Sie können sicher sein, dass sich die Landesregierung dafür einsetzt, dass es in Schleswig-Holstein auch in Zukunft gute Postdienstleistungen geben wird. Wir müssen allerdings sehen, dass die Möglichkeiten eines Bundeslandes wie Schleswig-Holstein begrenzt sind. Wir können nur, soweit gesetzliche Regelungen getroffen worden sind oder getroffen werden sollen, über den Bundesrat agieren, dann allerdings nur mit unserer Zahl von Stimmen. Im Bereich der politischen Einflussnahme verbleibt die Diskussion in erster Linie im Regulierungsbeirat der Bundesnetzagentur, dem ich angehöre. Daneben gibt es die Möglichkeit direkter Gespräche mit der Deutschen Post AG oder mit der Bundesregierung.
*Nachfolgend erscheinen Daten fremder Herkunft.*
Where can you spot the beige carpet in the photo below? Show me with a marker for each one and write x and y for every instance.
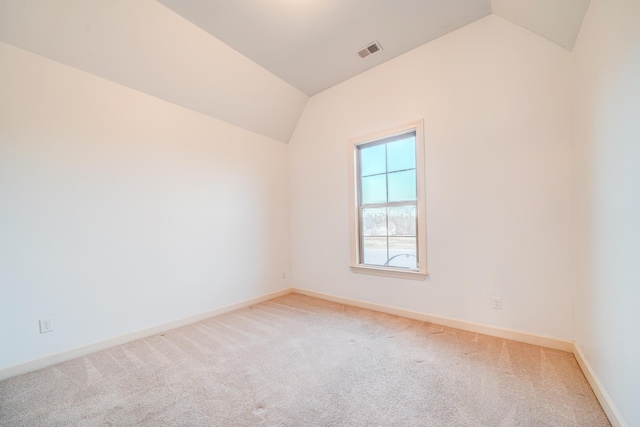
(301, 361)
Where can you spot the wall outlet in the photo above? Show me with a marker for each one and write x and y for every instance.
(46, 325)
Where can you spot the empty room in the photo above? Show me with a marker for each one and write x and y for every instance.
(319, 213)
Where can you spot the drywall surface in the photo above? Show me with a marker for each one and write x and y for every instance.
(607, 139)
(120, 211)
(148, 47)
(496, 103)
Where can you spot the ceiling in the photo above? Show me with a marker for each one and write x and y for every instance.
(313, 44)
(253, 63)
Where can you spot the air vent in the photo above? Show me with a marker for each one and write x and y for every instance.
(370, 49)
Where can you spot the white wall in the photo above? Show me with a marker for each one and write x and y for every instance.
(496, 100)
(607, 135)
(146, 46)
(119, 211)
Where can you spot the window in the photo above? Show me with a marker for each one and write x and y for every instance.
(388, 204)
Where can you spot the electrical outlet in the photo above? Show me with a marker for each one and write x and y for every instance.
(46, 325)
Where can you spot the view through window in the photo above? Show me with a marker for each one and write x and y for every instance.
(387, 202)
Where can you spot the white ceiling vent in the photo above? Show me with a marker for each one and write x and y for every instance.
(370, 49)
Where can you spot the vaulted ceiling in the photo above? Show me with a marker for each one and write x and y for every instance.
(253, 63)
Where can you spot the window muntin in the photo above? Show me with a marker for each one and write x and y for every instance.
(387, 202)
(388, 210)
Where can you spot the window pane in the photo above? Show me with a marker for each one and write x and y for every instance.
(402, 252)
(401, 154)
(402, 186)
(402, 221)
(374, 189)
(374, 222)
(374, 250)
(373, 160)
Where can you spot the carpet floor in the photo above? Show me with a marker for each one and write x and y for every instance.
(302, 361)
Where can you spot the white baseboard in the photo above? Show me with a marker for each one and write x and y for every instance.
(605, 401)
(54, 359)
(540, 340)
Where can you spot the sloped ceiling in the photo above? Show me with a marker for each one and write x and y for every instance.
(556, 20)
(145, 46)
(253, 63)
(313, 44)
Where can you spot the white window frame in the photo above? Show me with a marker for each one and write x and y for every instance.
(421, 207)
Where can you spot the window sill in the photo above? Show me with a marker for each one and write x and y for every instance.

Letzten Endes bekenne ich mich auch zu der Tatsache, dass sich Deutschland - auch auf Druck aus Brüssel - für die Liberalisierung des Postmarktes entschieden hat. Das bedingt marktwirtschaftliches Agieren aller Akteure, auch der Deutschen Post AG. Da wir nun einmal festgestellt haben, dass das Unternehmen als Aktiengesellschaft auf dem Markt agiert, kann nicht jede Entscheidung deutlich hinterfragt und über jeden Postbriefkasten politisch neu diskutiert werden, sondern es ist zu akzeptieren, dass das Unternehmen wirtschaftlich arbeitet.
Wir können auch nicht dafür sorgen, dass das eine Unternehmen, das am Markt agiert, bestimmte Bedingungen einhalten muss, während dies für andere
Ich erwarte unter dem Strich vom marktwirtschaftlichen Agieren aller Akteure, also auch der Deutschen Post AG, weiterhin günstige Preise und eine bessere Dienstleistungsqualität. Das Beispiel des Telekommunikationsmarktes hat uns gezeigt, dass dies funktionieren kann. Nur dort, wo unzumutbare Verwerfungen auftreten, müssen staatliche Regulierungen greifen, sonst nicht.
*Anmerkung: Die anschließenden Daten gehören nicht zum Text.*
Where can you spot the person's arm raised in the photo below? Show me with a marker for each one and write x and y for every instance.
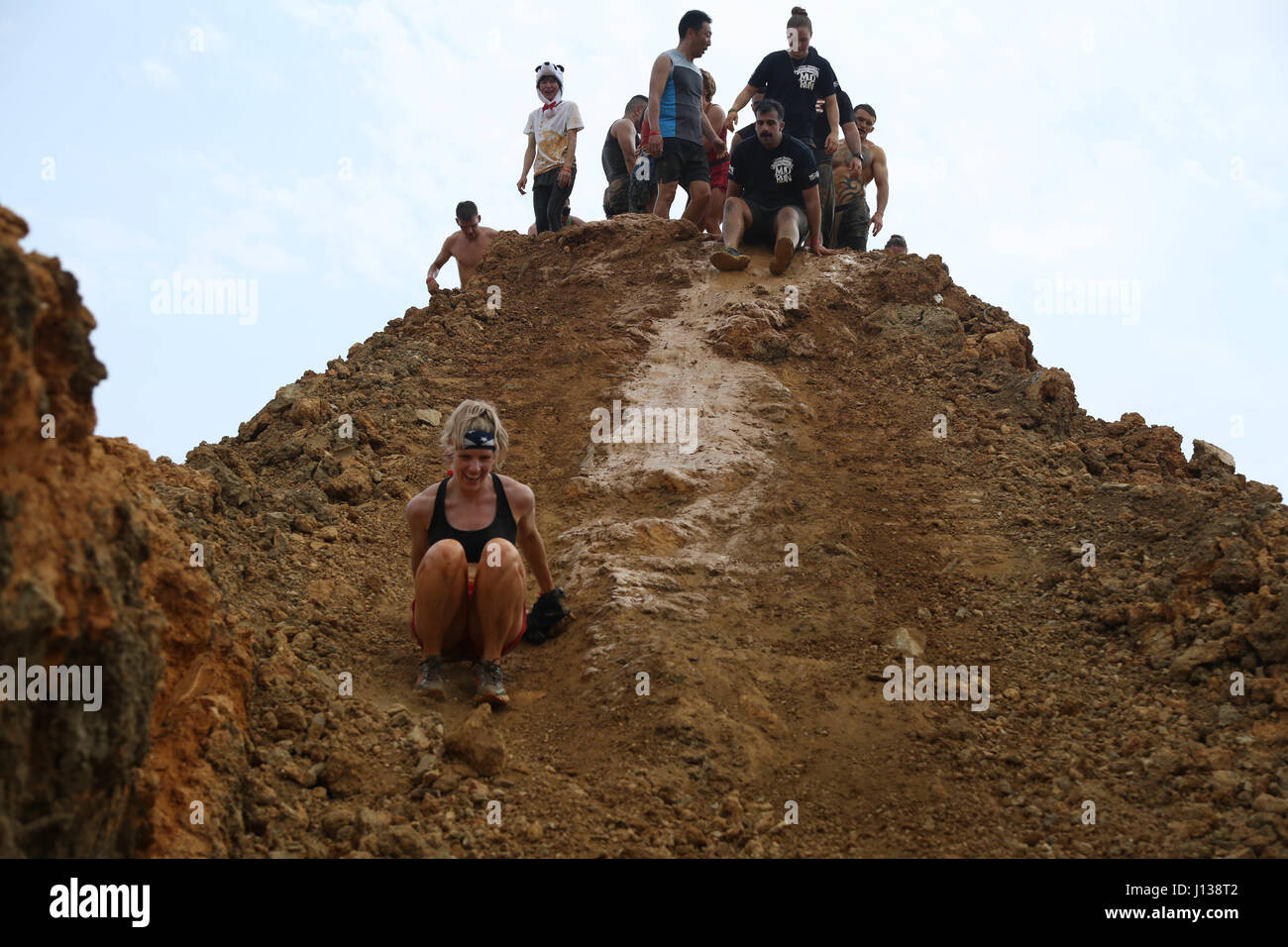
(528, 158)
(570, 155)
(529, 539)
(833, 121)
(743, 98)
(420, 510)
(439, 262)
(623, 133)
(883, 178)
(709, 134)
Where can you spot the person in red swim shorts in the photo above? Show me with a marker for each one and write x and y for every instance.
(467, 532)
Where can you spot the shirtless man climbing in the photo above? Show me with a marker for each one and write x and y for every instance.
(468, 245)
(850, 226)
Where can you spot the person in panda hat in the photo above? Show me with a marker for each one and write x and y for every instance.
(552, 133)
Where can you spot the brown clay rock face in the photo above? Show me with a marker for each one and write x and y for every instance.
(93, 574)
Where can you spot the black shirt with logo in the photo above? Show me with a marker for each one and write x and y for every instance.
(798, 84)
(773, 176)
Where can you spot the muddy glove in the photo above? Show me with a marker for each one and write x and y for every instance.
(545, 617)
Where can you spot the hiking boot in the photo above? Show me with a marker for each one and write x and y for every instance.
(726, 258)
(490, 688)
(784, 252)
(430, 681)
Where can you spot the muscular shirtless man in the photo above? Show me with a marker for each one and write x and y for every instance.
(851, 204)
(468, 245)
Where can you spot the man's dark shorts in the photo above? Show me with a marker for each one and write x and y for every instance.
(684, 161)
(642, 192)
(761, 228)
(851, 231)
(617, 196)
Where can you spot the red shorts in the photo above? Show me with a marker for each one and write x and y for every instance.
(471, 651)
(720, 175)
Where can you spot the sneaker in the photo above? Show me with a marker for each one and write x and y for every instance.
(726, 258)
(784, 252)
(490, 688)
(430, 681)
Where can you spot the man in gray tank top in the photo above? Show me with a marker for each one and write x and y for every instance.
(677, 123)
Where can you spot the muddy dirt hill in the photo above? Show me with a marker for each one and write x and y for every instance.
(880, 474)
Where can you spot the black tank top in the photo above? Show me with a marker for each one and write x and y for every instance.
(502, 525)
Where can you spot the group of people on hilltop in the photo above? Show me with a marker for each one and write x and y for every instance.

Das Haus dankt für den Bericht. Für die antragstellende Fraktion, die SPD, hat der Fraktionsvorsitzende, der Herr Abgeordnete Dr. Ralf Stegner, das Wort.
Sehr geehrter Herr Präsident! Meine sehr verehrten Damen und Herren! Zunächst möchte ich den Mitarbeiterinnen und Mitarbeitern der Ministerien danken. Ich weiß, wie viel Arbeit die Beantwortung solcher Großen Anfragen macht. Aber ich denke, in diesem Fall war das gut investierte Zeit.
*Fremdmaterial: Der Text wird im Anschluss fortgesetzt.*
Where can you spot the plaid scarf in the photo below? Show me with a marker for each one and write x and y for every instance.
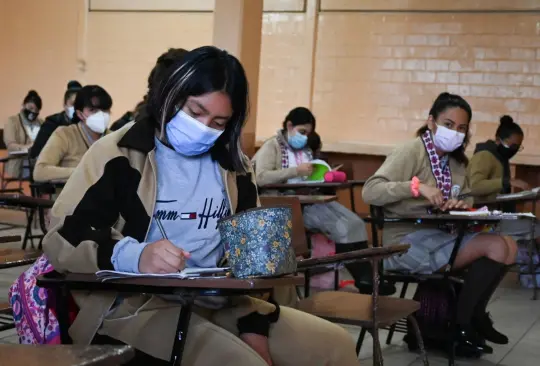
(442, 174)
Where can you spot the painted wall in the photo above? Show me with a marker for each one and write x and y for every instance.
(38, 51)
(369, 69)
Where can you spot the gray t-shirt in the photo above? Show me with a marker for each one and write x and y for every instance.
(191, 198)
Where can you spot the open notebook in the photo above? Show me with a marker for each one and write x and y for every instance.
(531, 193)
(187, 273)
(480, 213)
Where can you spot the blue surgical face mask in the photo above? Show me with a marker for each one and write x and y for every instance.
(190, 137)
(297, 141)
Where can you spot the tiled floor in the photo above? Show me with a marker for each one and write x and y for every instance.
(515, 314)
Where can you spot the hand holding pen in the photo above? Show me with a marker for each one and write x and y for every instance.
(162, 256)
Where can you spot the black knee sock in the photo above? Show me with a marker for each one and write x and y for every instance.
(361, 272)
(481, 307)
(476, 291)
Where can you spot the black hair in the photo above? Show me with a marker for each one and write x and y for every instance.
(72, 88)
(443, 102)
(166, 60)
(204, 70)
(299, 116)
(33, 97)
(91, 96)
(124, 120)
(508, 128)
(314, 141)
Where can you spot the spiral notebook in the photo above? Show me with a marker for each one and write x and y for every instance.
(188, 273)
(532, 193)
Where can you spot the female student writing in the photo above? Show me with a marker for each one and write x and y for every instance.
(432, 169)
(286, 158)
(183, 154)
(21, 130)
(489, 173)
(68, 144)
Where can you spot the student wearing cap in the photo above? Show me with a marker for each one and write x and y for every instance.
(54, 121)
(67, 145)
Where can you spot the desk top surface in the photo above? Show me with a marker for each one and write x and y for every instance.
(199, 283)
(347, 184)
(65, 355)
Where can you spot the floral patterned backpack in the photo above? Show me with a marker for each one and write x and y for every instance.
(35, 320)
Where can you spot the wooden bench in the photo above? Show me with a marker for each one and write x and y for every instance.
(344, 307)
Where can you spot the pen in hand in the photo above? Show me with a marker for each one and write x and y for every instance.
(185, 254)
(161, 229)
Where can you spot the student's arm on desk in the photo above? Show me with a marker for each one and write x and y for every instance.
(265, 162)
(48, 164)
(392, 182)
(478, 171)
(82, 235)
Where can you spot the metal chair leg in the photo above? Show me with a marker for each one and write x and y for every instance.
(360, 340)
(419, 339)
(181, 335)
(377, 350)
(453, 324)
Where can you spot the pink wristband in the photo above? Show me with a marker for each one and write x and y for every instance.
(415, 187)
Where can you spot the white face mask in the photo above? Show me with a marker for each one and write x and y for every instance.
(447, 140)
(70, 111)
(190, 137)
(98, 122)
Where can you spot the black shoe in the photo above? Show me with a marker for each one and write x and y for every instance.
(366, 287)
(484, 326)
(468, 340)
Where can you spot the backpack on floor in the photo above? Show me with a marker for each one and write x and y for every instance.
(33, 307)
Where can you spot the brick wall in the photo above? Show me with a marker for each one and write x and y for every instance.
(392, 65)
(370, 78)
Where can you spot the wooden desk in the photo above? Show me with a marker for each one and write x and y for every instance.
(318, 186)
(189, 288)
(363, 255)
(306, 199)
(17, 257)
(33, 205)
(29, 355)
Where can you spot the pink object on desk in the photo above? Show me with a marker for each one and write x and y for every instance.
(335, 176)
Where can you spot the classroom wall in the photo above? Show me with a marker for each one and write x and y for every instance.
(369, 69)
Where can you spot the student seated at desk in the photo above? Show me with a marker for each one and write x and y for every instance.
(489, 174)
(68, 144)
(431, 169)
(21, 130)
(315, 144)
(56, 120)
(184, 153)
(285, 158)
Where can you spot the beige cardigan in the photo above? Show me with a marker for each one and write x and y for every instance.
(485, 174)
(61, 154)
(16, 139)
(267, 164)
(390, 187)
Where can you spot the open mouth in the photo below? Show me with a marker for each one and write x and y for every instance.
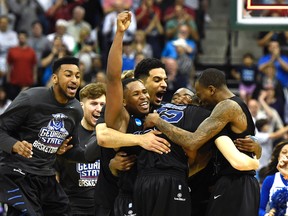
(159, 96)
(96, 117)
(72, 90)
(145, 105)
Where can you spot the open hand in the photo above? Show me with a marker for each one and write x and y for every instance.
(23, 148)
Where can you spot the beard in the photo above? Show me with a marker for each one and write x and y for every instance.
(63, 92)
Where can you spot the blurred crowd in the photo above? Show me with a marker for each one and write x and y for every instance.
(33, 33)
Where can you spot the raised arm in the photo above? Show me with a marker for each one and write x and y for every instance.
(237, 159)
(114, 112)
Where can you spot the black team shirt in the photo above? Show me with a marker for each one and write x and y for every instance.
(36, 116)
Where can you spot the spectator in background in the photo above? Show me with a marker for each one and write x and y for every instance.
(170, 12)
(27, 12)
(171, 66)
(269, 80)
(266, 138)
(100, 77)
(5, 11)
(128, 56)
(61, 30)
(248, 77)
(86, 56)
(140, 44)
(169, 50)
(278, 60)
(39, 43)
(8, 39)
(171, 26)
(61, 9)
(273, 177)
(148, 17)
(94, 69)
(139, 56)
(22, 66)
(186, 72)
(77, 23)
(4, 100)
(265, 37)
(58, 50)
(108, 5)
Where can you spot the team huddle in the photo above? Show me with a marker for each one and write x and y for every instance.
(122, 151)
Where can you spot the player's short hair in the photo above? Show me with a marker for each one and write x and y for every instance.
(92, 91)
(145, 66)
(212, 76)
(64, 60)
(126, 81)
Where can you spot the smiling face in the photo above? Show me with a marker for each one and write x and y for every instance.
(156, 84)
(66, 82)
(136, 98)
(205, 94)
(91, 110)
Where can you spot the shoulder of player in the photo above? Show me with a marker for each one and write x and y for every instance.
(227, 109)
(227, 105)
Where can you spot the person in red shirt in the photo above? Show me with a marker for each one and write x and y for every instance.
(22, 66)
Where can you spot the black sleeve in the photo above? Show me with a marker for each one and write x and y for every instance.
(12, 119)
(75, 154)
(92, 150)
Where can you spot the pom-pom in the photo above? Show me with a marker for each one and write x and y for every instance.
(279, 201)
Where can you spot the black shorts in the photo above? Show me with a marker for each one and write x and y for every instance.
(235, 195)
(158, 194)
(124, 205)
(27, 194)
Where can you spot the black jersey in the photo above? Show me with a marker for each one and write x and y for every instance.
(106, 189)
(127, 178)
(187, 117)
(36, 116)
(221, 164)
(79, 179)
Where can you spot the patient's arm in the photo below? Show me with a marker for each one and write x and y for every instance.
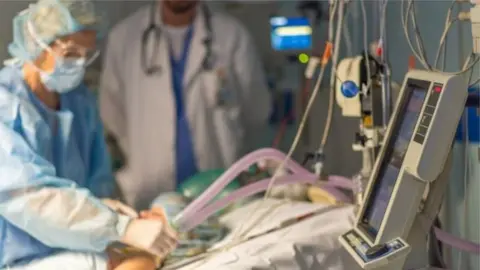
(132, 258)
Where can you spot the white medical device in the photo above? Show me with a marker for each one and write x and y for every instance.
(409, 178)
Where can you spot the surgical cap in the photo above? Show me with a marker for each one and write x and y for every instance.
(50, 20)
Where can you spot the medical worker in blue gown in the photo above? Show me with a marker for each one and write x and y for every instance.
(54, 166)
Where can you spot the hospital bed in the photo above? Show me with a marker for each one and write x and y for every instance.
(311, 243)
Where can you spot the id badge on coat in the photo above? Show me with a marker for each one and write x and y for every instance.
(219, 93)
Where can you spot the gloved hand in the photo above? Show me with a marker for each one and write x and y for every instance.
(120, 208)
(152, 235)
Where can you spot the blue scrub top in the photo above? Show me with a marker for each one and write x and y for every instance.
(64, 149)
(184, 151)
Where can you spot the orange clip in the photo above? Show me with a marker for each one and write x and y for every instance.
(327, 53)
(411, 62)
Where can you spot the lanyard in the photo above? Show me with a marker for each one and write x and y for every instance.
(178, 67)
(184, 150)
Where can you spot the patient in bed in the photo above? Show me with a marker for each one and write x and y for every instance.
(126, 258)
(194, 242)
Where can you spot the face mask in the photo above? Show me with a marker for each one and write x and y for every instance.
(66, 76)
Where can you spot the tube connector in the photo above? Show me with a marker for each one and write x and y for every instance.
(475, 20)
(464, 16)
(311, 67)
(319, 159)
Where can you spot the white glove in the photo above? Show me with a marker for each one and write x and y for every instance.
(151, 235)
(120, 208)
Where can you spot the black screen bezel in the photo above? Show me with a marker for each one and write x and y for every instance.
(411, 84)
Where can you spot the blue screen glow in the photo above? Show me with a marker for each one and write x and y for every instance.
(290, 34)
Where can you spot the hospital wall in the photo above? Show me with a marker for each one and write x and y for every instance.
(339, 154)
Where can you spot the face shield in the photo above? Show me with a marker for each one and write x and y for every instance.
(43, 26)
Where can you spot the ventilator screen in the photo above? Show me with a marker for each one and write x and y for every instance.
(388, 173)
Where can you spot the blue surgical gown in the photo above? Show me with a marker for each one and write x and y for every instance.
(53, 168)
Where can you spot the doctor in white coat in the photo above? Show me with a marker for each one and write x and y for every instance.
(182, 91)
Meine sehr verehrten Damen und Herren, an der Post kann man beispielhaft sehen, was freier Wettbewerb bewirken kann und welche positiven Auswirkungen strikte Rahmenbedingungen haben können. Wir wollten wissen: Wie hat sich der verstärkte Wettbewerb auf die Beschäftigten ausgewirkt, und welche Auswirkungen gab es für die Bevölkerung?
Gute Übergangsregelungen und eine starke gewerkschaftliche Interessenvertretung bei der Post haben in der Regel mit dazu beigetragen, dass eine hohe Arbeitsplatzsicherheit und eine angemessene Bezahlung erhalten werden konnte. Das darf aber nicht darüber hinwegtäuschen, dass es auch hier generell zu einer starken Arbeitsverdichtung und zu einem großen Arbeitsplatzabbau gekommen ist, der allerdings sozialverträglich abgewickelt wurde. Dies sollten wir zumindest weiter beobachten.
Ich halte es für einen gesellschaftlichen Irrsinn, immer weniger mit immer mehr Arbeit zu belasten und auf der anderen Seite viele von der Arbeit auszuschließen.